Все, как по команде, повскакивали с мест и, стряхивая с себя крошки, загремели пустыми тарелками и чашками.
Роман отошел к своему столу, заваленному перфолентами, и, шевеля губами, застыл над ними в озабоченной позе. Округлые бугорки лопаток маленькими крылышками выпирали из–под свитера на его сутулой спине.
«А все–таки он с сумасшедшинкой, – снисходительно и грустно размышлял Прошин, в какой уже раз преисполняясь симпатии к этому человеку. – Чудило. И что ему надо? Найти формулу, за которой увидит Бога или лицо мироздания?»
– Алексей Вячеславович, - донесся до него заискивающий голосок Ванечки. – У вас тут столовка есть?

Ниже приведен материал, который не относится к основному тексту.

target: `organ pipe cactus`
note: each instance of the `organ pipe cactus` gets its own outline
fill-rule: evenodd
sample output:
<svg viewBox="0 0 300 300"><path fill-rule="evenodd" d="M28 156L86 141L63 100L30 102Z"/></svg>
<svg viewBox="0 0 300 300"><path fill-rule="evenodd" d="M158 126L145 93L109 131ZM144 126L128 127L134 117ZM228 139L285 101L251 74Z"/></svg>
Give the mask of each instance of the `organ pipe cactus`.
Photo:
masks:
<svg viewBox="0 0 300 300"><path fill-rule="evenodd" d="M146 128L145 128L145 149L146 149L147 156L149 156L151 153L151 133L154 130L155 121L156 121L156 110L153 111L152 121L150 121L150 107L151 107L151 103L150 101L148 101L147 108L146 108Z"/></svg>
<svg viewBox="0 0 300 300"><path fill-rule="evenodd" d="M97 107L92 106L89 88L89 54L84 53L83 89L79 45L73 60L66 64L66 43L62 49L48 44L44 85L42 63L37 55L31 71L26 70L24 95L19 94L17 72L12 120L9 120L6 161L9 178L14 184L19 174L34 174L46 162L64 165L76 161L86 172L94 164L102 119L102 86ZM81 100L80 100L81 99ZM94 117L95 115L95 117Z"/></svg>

Пожрать бы… А то чай этот с философией вприкуску… Живот подвело!
Ванечка преданно смотрел на него, хлопая редкими белесыми ресницами.
- Поступай в пищевой! – убежденно посоветовал Прошин. – Столовка – из подъезда – налево!
* * *
К Бегунову он заглянул под вечер, но неудачно: у директора сидел заместитель министра Антонов, дверь кабинета бдительно охранялось секретарем, и Прошину указали на кресло.
Пришлось ждать.
Сначала он нервничал, кляня высокопоставленное препятствие, потом успокоился, придвинул кресло к батарее, уселся, упершись локтем в низкий подоконник, заставленный горшочками с какой–то непривлекательной растительностью, закурил и, глядя на сгущающиеся за окном сумерки, погрузился в опустошенное оцепенение.
В «предбаннике» звенели телефоны, шла возня с бумагами, дробно и сухо, как швейная машинка, стрекотал телетайп…
И вдруг – взрыв тишины. Торжественной и напряженной, какая обычно предшествует взрыву бомбы. Главная дверь НИИ отворилась, и появился Антонов. Точнее, его живот. А уж затем пегие седины, очки в золотой оправе, дородное, суровое лицо…
– Наконец–то, – отчетливо, с ленцой вырвалось у Прошина. – Наговорились. Бонзы.